Terminada a leitura dessa análise preambular, eis as notas que, traduzem o que retive como essencial:

-» a evolução de um Estado interventor para um Estado regulador, não diria recuo do Estado mas uma sua recolocação no território económico, financeiro e social, num ambiente contemporâneo de «desregulação da economia»;

-» a natureza «mutável, flexível e assistemático» desse novo Direito;

-» a configuração dos bens jurídicos em causa nesse Direito Penal Económico [de que o Direito Penal Empresarial seria espécie daquele género] como «relevantes para a sobrevivência do sistema económico»;

-» a dicotomia necessária entre a criminalidade na empresa e a criminalidade de empresa, esta a que lesa bens jurídicos e  interesses «externos, incluídos os próprios interesses dos colaboradores da empresa», abrangendo todo o universo de crimes que se situem no ambiente empresarial, desde o direito penal laboral ao de mercado de valores mobiliários, ao do consumidor, às insolvências puníveis, crimes contra a propriedade industrial, enfim os delitos societários.
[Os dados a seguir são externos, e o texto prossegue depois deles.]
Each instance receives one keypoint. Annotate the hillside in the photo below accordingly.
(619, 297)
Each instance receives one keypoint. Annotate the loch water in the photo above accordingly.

Se esta é a configuração da arquitectura global do Direito em causa, Susana Aires de Sousa conduz-nos, seguidamente, para questões problemáticas que se suscitam na matéria:

-» a utilização pela lei de tipos penais abertos e indeterminados na formulação legal dos ilícitos, nomeadamente através do reenvio para normas extra-penais, inclusivamente de valor infra-legal (decreto, regulamento ou uma portaria) o que coloca problemas de constitucionalidade, pois que o reenvio «pode prejudicar a função de garantia que cabe ao tipo incriminador» [cita a exemplo quanto se passa com o artigo 509º do Código das Sociedades Comerciais, convoca a cascata remissiva do artigo 87º do RGIT - que considera, com ironia, uma das situações «caricatas e de duvidosa constitucionalidade» e cita, deixando a apreciação ao leitor, o Acórdão do Supremo Tribunal de Justiça de 15 de Outubro de 1997, segundo o qual o princípio da legalidade incriminatória não está em causa quando o conceito indeterminado utilizado pelo legislador seja «determinável» pelo intérprete;

-» a natureza social e historicamente situa dos bens jurídicos em causa neste tipo de criminalidade [«afastada de um essência axiológica culturalmente consolidada»] e a sua distância relativamente a qualquer «referência individual imediata», valorando o mero «perigo da conduta face à lesão efectiva do bem jurídico» o que «levanta dúvidas sobre a legitimidade da intervenção penal» [e neste domínio chama à colação os denominados «delitos cumulativos», que enfrentam o risco de generalização de uma conduta, modalidade dos crimes de perigo abstracto, que aqui teriam expressão, no caso dos crimes fiscais e contra o mercado de valores mobiliários];

-» o tema da legitimidade para a constituição de assistente [por ampliação do quadro conceptual da noção de ofendido], concluindo que haverá casos nos quais «não obstante a natureza colectiva do interesse protegido pela incriminação, se deve admitir que a empresa pode aceder ao estatuto de sujeito processual», citando ser, em sua opinião, o caso dos crimes societários [artigos 509º a 529º do Código Penal];

-» a matéria da responsabilidade criminal pelo produto [no caso da produção e da distribuição] e que ao dano individual sucede a multiplicação do dano por um elevado número de consumidores e é, assim, um «dano duplamente anónimo», assunto relativamente ao qual, não só sublinha a existência de lacunas de previsão no Direito em vigor [concretamente ante a conjugação dos artigos 282º e 24º do Decreto-Lei n.º 28/84, apresentando proposta de redacção para um Direito a constituir];

-» e, enfim, em breve apontamento, uma nota quanto «às dificuldades dogmáticas para estabelecer a autoria e a participação nos crimes cometidos através de uma organização».